Buckeridge David L, Okhmatovskaia Anna, Tu Samson, O'Connor Martin, Nyulas Csongor, Musen Mark A
Department of Epidemiology and Biostatistics, McGill University, Montreal, Canada.
J Am Med Inform Assoc. 2008 Nov-Dec;15(6):760-9. doi: 10.1197/jamia.M2799. Epub 2008 Aug 28.
Statistical aberrancy-detection algorithms play a central role in automated public health systems, analyzing large volumes of clinical and administrative data in real-time with the goal of detecting disease outbreaks rapidly and accurately. Not all algorithms perform equally well in terms of sensitivity, specificity, and timeliness in detecting disease outbreaks and the evidence describing the relative performance of different methods is fragmented and mainly qualitative.
We developed and evaluated a unified model of aberrancy-detection algorithms and a software infrastructure that uses this model to conduct studies to evaluate detection performance. We used a task-analytic methodology to identify the common features and meaningful distinctions among different algorithms and to provide an extensible framework for gathering evidence about the relative performance of these algorithms using a number of evaluation metrics. We implemented our model as part of a modular software infrastructure (Biological Space-Time Outbreak Reasoning Module, or BioSTORM) that allows configuration, deployment, and evaluation of aberrancy-detection algorithms in a systematic manner.
We assessed the ability of our model to encode the commonly used EARS algorithms and the ability of the BioSTORM software to reproduce an existing evaluation study of these algorithms.
Using our unified model of aberrancy-detection algorithms, we successfully encoded the EARS algorithms, deployed these algorithms using BioSTORM, and were able to reproduce and extend previously published evaluation results.
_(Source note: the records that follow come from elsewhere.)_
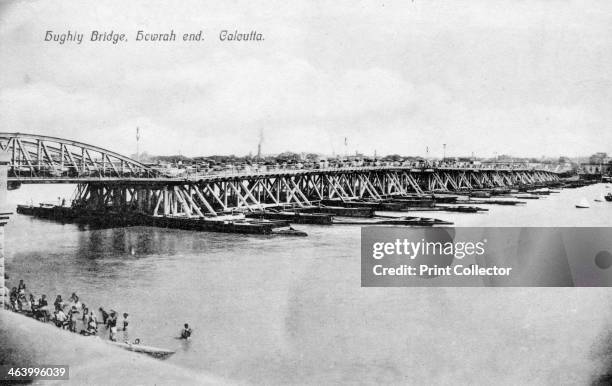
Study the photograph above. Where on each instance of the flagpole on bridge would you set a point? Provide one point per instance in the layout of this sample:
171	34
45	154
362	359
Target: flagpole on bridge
5	159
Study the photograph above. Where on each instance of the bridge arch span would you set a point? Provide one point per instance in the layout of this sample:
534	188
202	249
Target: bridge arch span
36	157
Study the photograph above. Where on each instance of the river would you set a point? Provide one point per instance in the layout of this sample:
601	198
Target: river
278	310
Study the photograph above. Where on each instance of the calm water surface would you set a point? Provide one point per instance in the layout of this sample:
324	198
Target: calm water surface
291	310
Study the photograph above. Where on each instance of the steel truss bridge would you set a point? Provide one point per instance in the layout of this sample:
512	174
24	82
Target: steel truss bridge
109	181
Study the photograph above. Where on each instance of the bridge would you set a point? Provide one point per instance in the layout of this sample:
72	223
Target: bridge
109	181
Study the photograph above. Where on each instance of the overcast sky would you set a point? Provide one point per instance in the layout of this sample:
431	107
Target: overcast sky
519	77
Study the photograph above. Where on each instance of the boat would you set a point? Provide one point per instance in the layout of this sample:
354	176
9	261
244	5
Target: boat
289	232
583	204
155	352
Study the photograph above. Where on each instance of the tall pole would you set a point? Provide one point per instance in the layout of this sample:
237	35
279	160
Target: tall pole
5	159
137	139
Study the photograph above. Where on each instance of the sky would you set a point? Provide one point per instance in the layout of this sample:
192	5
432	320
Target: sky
527	78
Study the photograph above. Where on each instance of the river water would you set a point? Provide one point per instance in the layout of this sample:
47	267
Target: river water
274	310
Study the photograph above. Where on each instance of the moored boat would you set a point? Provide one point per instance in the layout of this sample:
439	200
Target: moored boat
583	204
155	352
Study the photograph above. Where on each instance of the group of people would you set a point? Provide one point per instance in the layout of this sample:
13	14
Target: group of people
67	314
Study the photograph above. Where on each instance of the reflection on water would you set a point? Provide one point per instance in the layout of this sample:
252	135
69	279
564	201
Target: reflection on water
277	310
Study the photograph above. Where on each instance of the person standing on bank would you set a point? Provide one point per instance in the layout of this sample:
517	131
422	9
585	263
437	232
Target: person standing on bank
186	332
111	324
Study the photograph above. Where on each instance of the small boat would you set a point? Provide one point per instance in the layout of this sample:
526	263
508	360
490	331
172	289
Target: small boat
289	232
583	204
152	351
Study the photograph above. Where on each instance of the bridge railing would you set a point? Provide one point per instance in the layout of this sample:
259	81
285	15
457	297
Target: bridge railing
289	171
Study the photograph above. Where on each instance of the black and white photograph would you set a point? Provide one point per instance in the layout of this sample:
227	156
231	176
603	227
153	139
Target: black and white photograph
306	192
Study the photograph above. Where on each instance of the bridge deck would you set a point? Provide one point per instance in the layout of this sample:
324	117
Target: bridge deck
228	176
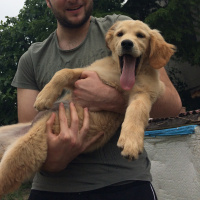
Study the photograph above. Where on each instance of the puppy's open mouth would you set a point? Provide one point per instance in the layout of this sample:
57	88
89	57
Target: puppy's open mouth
72	9
128	66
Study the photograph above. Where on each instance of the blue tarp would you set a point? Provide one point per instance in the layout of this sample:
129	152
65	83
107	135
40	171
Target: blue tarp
183	130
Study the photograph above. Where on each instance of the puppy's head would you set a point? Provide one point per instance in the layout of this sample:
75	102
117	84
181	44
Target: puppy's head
132	42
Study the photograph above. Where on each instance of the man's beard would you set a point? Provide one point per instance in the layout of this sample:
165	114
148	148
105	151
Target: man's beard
64	22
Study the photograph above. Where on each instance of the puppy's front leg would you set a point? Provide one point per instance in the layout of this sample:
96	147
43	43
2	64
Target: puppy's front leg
136	119
64	78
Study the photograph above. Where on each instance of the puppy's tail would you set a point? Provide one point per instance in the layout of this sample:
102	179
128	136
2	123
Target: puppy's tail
9	134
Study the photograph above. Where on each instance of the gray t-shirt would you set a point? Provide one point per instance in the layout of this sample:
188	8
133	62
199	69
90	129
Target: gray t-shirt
89	171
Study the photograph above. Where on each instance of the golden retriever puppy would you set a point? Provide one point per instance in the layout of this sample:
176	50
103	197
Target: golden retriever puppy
137	53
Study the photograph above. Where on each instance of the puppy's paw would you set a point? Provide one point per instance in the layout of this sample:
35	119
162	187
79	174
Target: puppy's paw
131	143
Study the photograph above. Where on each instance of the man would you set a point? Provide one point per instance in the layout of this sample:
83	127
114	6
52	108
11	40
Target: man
103	174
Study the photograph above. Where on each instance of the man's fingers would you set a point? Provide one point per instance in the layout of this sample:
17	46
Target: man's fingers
94	139
49	125
63	119
50	122
74	118
86	122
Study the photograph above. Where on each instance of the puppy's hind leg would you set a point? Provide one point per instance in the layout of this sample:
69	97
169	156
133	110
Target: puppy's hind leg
23	158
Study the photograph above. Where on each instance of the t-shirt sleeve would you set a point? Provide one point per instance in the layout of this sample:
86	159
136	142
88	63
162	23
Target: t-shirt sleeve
25	76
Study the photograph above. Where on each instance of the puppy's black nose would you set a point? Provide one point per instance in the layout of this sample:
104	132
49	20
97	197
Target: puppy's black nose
127	44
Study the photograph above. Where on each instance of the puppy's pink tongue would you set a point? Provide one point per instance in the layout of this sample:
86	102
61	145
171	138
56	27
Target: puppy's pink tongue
127	78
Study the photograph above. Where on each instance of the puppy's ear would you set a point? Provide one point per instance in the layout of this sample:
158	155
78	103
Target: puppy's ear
160	50
110	34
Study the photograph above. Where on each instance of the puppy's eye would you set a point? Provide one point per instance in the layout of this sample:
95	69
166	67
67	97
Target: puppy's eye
120	34
140	35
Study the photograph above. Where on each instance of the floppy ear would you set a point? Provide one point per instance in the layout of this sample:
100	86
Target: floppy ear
110	34
160	50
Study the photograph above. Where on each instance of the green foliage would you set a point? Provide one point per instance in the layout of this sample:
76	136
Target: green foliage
140	9
107	7
179	22
34	23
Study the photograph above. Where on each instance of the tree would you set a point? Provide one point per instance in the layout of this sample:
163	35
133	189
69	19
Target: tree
179	22
34	23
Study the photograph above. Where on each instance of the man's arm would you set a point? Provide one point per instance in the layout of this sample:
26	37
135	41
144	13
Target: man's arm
25	101
91	92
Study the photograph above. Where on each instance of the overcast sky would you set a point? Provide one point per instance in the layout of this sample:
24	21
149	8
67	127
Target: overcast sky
10	8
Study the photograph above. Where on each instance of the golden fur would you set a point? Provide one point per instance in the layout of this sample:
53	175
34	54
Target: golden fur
128	40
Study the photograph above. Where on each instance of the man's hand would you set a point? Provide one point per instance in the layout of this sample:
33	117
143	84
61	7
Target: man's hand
91	92
66	146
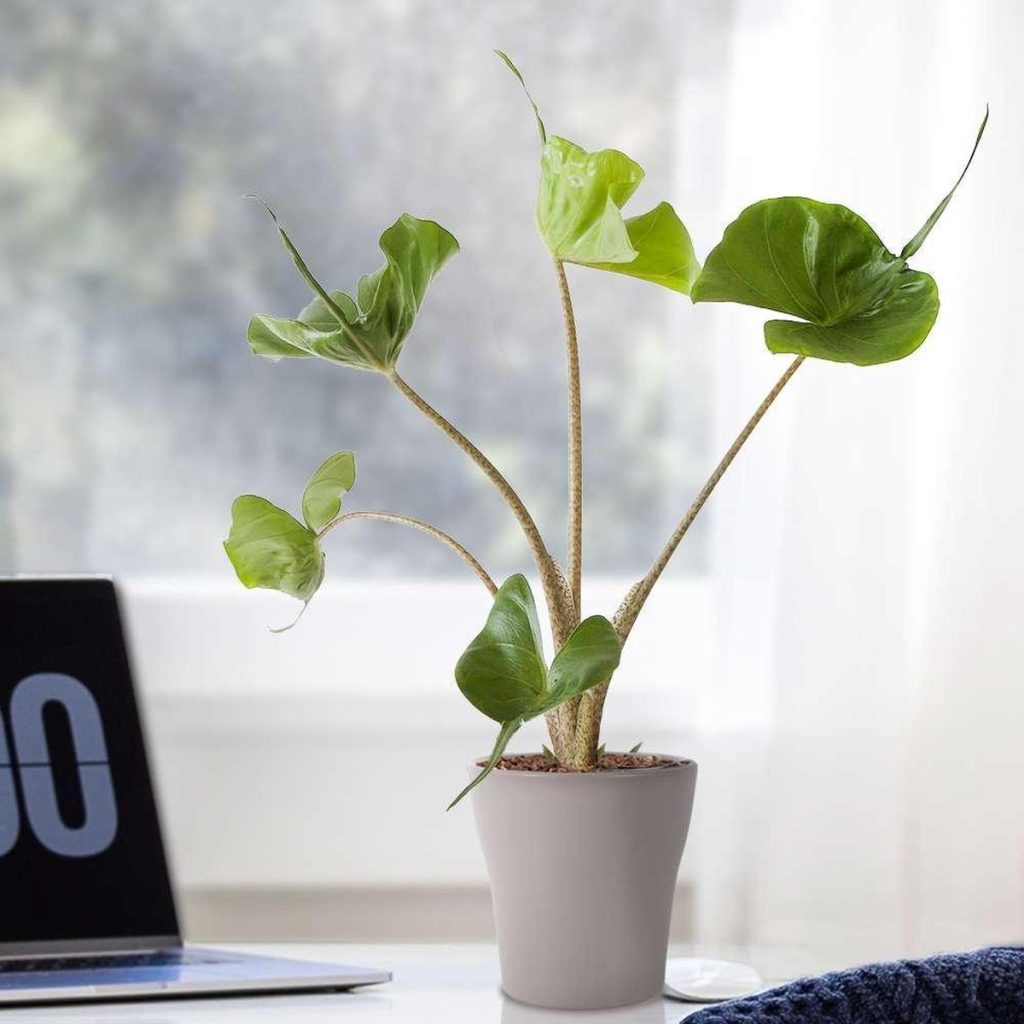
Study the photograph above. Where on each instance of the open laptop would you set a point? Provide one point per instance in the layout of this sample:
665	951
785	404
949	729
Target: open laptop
86	905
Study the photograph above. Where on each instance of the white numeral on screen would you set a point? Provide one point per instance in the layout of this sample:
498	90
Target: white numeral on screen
35	771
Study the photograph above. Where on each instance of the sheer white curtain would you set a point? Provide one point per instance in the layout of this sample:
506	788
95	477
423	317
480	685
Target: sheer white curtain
863	736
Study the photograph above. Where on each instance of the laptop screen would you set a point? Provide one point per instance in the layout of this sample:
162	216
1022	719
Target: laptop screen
81	856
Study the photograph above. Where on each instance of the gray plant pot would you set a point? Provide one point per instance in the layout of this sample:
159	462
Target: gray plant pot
583	868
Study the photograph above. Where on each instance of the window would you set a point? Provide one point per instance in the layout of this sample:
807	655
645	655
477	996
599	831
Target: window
131	412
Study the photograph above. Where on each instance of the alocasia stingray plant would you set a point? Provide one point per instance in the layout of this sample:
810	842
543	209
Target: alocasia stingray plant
846	298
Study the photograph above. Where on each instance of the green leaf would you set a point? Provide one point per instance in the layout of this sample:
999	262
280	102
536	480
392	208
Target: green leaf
322	499
919	240
542	131
581	195
507	731
503	672
665	252
579	212
369	332
270	549
823	263
588	657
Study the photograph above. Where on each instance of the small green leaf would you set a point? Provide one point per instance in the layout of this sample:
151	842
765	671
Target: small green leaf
821	262
367	334
919	240
507	731
503	672
270	549
579	212
588	657
537	114
322	499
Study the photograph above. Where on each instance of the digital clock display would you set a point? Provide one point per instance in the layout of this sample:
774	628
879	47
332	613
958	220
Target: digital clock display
81	855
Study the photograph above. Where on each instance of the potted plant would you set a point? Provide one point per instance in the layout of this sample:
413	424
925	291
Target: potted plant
583	847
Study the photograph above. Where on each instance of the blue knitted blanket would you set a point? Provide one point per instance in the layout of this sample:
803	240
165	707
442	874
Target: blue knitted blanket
982	987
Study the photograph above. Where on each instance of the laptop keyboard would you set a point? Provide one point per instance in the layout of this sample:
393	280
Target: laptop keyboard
92	962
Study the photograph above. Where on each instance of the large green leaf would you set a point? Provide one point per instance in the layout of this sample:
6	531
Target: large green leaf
504	675
503	672
368	332
857	302
269	548
322	499
823	263
579	213
665	252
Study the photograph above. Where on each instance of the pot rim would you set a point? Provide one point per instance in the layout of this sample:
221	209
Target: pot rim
677	762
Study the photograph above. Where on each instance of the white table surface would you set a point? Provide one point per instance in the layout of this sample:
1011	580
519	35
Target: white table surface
432	983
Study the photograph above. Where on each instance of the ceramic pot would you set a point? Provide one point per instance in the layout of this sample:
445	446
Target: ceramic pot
583	870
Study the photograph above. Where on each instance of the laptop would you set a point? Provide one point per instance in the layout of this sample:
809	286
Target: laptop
88	910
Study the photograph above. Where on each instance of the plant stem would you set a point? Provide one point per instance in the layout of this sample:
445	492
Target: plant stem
424	527
630	608
583	749
567	713
576	440
557	594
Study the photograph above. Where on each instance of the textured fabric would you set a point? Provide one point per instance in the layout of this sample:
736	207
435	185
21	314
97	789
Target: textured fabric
982	987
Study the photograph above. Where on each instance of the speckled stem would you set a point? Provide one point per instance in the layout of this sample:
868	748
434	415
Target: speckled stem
587	735
634	601
558	596
424	527
576	439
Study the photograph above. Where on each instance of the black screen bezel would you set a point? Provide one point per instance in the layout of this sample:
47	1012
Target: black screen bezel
97	597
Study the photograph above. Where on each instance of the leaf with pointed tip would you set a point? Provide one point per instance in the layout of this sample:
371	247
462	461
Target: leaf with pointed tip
588	657
503	673
507	731
322	499
271	549
542	131
821	262
580	201
665	252
579	212
367	333
919	240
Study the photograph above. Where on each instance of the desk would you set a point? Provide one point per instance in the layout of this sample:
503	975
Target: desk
433	984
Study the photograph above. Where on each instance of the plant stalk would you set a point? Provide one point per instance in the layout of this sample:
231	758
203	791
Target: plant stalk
576	440
424	527
630	608
558	595
567	713
587	735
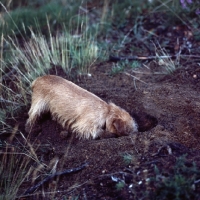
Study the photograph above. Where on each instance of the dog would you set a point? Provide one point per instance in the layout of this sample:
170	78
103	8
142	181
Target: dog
76	109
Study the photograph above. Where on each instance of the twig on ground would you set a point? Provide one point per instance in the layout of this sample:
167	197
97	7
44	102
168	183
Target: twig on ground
134	77
51	176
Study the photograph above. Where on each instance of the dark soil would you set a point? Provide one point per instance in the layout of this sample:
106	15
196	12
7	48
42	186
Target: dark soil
167	109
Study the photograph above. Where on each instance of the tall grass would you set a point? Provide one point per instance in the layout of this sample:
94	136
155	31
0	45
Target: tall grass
16	165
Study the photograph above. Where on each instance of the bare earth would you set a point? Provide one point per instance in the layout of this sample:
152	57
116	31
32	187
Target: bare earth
167	109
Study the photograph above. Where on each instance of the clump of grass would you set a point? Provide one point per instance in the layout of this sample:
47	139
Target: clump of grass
180	184
165	60
16	166
123	65
22	20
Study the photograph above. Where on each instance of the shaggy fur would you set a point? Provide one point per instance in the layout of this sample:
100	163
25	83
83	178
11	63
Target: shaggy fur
77	109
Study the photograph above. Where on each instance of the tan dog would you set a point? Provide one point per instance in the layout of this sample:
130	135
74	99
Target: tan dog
77	109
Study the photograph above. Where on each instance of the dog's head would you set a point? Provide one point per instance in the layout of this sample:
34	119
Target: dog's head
119	121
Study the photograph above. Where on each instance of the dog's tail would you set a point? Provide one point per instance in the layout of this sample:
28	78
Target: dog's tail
37	108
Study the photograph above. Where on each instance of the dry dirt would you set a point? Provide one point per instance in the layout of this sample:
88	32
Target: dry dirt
167	109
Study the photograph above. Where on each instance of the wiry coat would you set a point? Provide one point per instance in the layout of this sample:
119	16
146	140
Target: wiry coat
77	109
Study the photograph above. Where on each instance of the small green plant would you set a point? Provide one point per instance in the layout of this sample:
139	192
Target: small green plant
166	62
128	158
120	185
122	65
180	184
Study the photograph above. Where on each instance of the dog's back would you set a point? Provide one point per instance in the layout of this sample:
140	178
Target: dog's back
77	109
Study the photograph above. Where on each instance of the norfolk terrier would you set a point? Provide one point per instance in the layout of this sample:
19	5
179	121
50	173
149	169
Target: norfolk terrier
76	109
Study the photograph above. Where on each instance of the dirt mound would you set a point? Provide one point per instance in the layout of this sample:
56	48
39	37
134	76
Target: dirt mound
168	114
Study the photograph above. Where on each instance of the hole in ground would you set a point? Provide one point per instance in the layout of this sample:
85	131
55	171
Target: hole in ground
145	121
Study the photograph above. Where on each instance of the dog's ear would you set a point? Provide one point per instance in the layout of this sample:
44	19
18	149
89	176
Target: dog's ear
120	127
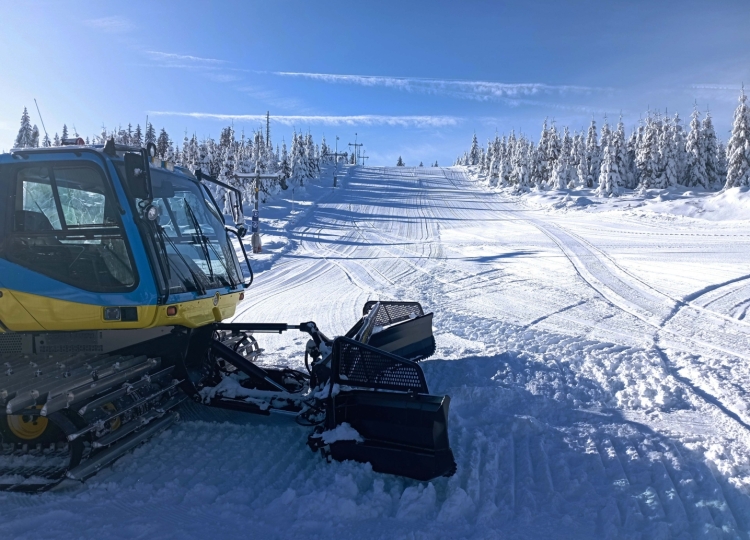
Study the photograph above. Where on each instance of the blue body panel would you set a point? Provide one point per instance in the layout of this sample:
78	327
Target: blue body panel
18	278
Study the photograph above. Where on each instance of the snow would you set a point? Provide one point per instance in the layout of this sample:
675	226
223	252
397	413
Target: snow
342	432
596	356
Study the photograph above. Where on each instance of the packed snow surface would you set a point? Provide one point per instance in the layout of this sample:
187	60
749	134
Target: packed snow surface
598	364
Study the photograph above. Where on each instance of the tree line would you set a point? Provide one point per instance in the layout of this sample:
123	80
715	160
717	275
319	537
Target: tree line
220	158
658	154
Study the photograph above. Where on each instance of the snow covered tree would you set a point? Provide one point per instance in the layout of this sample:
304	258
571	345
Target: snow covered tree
474	154
581	162
679	143
721	162
609	175
621	155
738	146
647	155
137	138
668	159
562	175
695	174
711	153
592	154
163	143
150	136
25	136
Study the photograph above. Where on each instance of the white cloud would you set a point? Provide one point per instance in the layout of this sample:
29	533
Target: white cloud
475	90
183	60
364	119
719	87
112	25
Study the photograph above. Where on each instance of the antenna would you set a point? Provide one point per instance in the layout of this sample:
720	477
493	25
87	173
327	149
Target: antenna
40	118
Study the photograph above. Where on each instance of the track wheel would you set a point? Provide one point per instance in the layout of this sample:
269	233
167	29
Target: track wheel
115	423
28	427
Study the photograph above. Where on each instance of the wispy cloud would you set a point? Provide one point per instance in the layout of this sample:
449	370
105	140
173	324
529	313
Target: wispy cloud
363	119
111	25
475	90
186	60
718	87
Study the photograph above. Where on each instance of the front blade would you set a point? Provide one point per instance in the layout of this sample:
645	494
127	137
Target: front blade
401	434
401	428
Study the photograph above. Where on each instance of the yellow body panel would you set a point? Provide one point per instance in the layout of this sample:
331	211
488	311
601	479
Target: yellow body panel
24	312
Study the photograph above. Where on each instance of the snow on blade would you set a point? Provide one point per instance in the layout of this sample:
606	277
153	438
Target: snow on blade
342	432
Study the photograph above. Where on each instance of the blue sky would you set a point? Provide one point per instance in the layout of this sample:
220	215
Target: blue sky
410	78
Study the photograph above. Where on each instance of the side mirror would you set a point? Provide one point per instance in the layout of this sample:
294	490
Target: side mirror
138	175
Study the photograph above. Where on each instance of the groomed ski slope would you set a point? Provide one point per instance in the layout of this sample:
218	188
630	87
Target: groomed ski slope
598	364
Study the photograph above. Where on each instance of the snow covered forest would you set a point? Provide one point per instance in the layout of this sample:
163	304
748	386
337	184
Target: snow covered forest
232	153
658	154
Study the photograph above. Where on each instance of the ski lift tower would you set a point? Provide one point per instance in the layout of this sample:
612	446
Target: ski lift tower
356	149
257	178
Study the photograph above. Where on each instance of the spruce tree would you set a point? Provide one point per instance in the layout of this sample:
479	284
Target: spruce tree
647	155
474	154
150	136
609	175
137	138
679	143
668	155
621	156
592	155
711	153
163	144
695	174
738	147
24	139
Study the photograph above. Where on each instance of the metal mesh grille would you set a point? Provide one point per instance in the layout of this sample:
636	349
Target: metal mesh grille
394	312
356	364
11	344
69	342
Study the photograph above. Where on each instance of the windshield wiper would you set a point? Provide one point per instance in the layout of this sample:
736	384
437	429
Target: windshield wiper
201	239
164	236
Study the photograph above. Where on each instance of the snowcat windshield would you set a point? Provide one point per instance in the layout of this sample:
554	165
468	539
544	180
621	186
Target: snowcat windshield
191	235
66	226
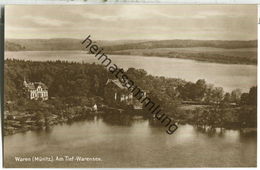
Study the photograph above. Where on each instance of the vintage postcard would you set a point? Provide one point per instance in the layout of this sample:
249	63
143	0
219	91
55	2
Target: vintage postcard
130	86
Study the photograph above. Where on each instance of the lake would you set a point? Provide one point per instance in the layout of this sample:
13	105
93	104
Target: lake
132	143
228	76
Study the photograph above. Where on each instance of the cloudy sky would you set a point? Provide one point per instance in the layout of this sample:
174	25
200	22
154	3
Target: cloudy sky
113	22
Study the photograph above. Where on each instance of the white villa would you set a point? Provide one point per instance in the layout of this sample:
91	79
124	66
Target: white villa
36	90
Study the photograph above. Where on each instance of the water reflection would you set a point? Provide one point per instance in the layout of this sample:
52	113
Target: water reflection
135	142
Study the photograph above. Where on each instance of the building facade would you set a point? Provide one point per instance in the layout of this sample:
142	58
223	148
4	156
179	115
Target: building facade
36	90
The validated model of aberrancy-detection algorithms and its software implementation will enable principled comparison of algorithms, synthesis of results from evaluation studies, and identification of surveillance algorithms for use in specific public health settings.
统计异常检测算法在自动化公共卫生系统中发挥着核心作用,实时分析大量临床和管理数据,旨在快速准确地检测疾病暴发。并非所有算法在检测疾病暴发的敏感性、特异性和及时性方面都表现得同样出色,且描述不同方法相对性能的证据零散且主要是定性的。
我们开发并评估了一个异常检测算法统一模型以及一个使用该模型进行研究以评估检测性能的软件基础设施。我们采用任务分析方法来识别不同算法之间的共同特征和有意义的区别,并提供一个可扩展框架,以便使用多种评估指标收集有关这些算法相对性能的证据。我们将模型作为模块化软件基础设施(生物时空暴发推理模块,即BioSTORM)的一部分来实现,该基础设施允许以系统方式配置、部署和评估异常检测算法。
我们评估了模型对常用EARS算法进行编码的能力以及BioSTORM软件重现这些算法现有评估研究的能力。
使用我们的异常检测算法统一模型,我们成功对EARS算法进行了编码,使用BioSTORM部署了这些算法,并能够重现和扩展先前发表的评估结果。
经过验证的异常检测算法模型及其软件实现将能够对算法进行有原则的比较、综合评估研究结果,并识别适用于特定公共卫生环境的监测算法。